Sunday, March 8, 2015

30 Day invisible illness challenge: Day 8

Day Eight: 
The gadget I couldn't live without is
My pain feels like:

While I would be happy to talk about my iPad and how it was the best gift ever and how it's tremendously distracting while I'm heavily drugged and/or suffering with pain, I don't find it relevant to endometriosis and it certainly won't help raise awareness for the disease. So I have chosen to talk about what my pain feels like. I'm hoping that by describing my pain, other women who have similar symptoms may be compelled to talk to their doctor and get a diagnosis. I also hope that everyone else can get an idea as to what it feels like to suffer from endometriosis, and understand why a cure needs to be found.

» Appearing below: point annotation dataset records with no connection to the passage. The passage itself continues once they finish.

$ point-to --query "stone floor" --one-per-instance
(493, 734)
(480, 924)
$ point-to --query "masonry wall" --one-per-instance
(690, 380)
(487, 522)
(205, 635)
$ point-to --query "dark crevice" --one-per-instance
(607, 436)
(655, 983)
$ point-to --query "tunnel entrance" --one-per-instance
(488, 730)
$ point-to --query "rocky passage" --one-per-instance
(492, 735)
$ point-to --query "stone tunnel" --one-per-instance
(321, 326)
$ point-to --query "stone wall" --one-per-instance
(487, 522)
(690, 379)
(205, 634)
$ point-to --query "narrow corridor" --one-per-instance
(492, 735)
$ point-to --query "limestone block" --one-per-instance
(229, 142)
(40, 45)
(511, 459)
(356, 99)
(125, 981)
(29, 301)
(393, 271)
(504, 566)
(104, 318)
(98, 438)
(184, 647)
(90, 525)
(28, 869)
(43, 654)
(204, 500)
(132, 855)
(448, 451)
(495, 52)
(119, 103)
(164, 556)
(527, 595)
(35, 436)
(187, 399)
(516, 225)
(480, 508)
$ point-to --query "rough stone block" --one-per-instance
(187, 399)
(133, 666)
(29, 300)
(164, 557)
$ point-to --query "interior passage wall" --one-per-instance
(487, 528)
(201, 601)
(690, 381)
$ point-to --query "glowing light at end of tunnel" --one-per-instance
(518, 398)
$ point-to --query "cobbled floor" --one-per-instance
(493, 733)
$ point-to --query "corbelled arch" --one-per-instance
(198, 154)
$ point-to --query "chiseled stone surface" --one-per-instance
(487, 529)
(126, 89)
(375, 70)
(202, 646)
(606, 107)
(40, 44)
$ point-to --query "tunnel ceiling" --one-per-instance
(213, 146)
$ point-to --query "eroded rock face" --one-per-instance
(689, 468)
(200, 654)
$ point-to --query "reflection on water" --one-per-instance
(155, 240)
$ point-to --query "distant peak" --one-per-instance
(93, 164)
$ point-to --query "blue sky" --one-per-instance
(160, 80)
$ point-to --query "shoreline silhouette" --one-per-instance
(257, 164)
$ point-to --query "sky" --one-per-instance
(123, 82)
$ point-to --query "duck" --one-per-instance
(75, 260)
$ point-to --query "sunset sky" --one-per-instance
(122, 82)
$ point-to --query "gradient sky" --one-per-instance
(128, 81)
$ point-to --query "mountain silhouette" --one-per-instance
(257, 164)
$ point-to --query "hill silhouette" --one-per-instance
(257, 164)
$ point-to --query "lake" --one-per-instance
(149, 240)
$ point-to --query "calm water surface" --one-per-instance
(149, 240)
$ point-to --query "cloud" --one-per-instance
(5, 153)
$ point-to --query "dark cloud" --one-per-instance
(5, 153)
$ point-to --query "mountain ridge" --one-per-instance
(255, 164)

In my experience, endometriosis has brought a number of different kinds of pain. Sometimes it's sharp and jarring, and sometimes it's dull and lingering. Below are the different kinds of pain I've had because of endometriosis. I'm sure many other women with the disease can relate.

The Cheese Grater Pain



One of the most common pains I experience is what I have named "The Cheese Grater Pain". This pain is sharp and distracting. It literally feels like I have a gyrating cheese grater in my pelvis. Sometimes it feels as though my muscles are stretched over the sharp grates, and it's such an oddly terrible sensation I can't stop and think that perhaps death is a pleasant alternative. 

CRAMPS



Yes, we all get cramps. I am somewhat convinced that I get the Schwarzenegger of the cramps. When I get the cramps, I suddenly bleed harder than Niagara Falls and I am reduced to a moaning, crying, squirming lump of blood, pain, and misery. Tramadol and Tylenol 4 can't help my cramps. 

The Ache 



Every goddamn day I get the ache. It's this dull, lingering, discomfort that worsens with activity and subsides when I lay down with a hot water bottle. I take Tramadol every day to help keep the terrible ache at bay. I've gotten so used to this lingering aching sensation that I've gotten very good at being productive and chipper while I'm hurting on the inside. Sometimes it gets louder and harder to ignore, so I swallow down my pills and keep on going.

The Mr. Orange
 
 

Lovingly named after my beloved smoke show sexy pants long time spirit buddy Tim Roth, the pain I experience every once and a while feels like I've been shot in the belly, much like my lovely Mr. Orange did in Reservoir Dogs (#MostFavoriteMovieEver). The pain is so sudden, sharp, and startling that I usually cry out, double over, and burst into tears. Of course I've never actually been shot in the belly, so I just assume that the pain is relatively comparable. I just wish I could be smoking hot in a pair of ray ban clubmasters while suffering like Rothy did. Oh god Tim, I love you. Don't tell my boyfriend...


The End of Days

 
Endometriosis is the herald of misery, and on days when I get this particularly strong pain, I believe that Endometriosis is perhaps the harbinger of death. I have experienced pain to this degree a handful of times in my lifetime. In this instance, the pain reaches a "10" on the pain scale. My body's way of dealing with such pain is to first vomit, then faint. 
After my first surgery I awoke a week or so post op in a sweat. I first ran to the bathroom, thinking perhaps that I had to go. I threw up instead. In some kind of haze, I went to the kitchen (hell knows why). I distinctly remember my ears started ringing, then all of a sudden I got tunnel vision and I saw stars. When I came to I was laying on the kitchen floor. This happened again, embarrassingly, while I was at work. I was a Kennel Technician and I had a particularly busy day. I was working in the kennel room, talking to the owner of the store, when all of a sudden my vision blacked out and I fainted. I came to rather quickly and my boss laughed and asked if I had tripped over something (I happen to be very clumsy). She came around the corner and saw me laying on the floor, where I proceeded to vomit. It wasn't a pretty picture. Needless to say I finished my shift then my boyfriend took me to the ER while I was in my Snoopy and Woodstock scrubs.

I hope you enjoyed me somewhat comical summary of endometriosis related pain. I want everyone to know that for some, endometriosis isn't just bad cramps. It's literally so bad it calls for a trip to the ER and some intravenous morphine.

I greatly appreciate the amount of views I've been getting on my blog this past week. Your support and understanding means to world to me. Thank you!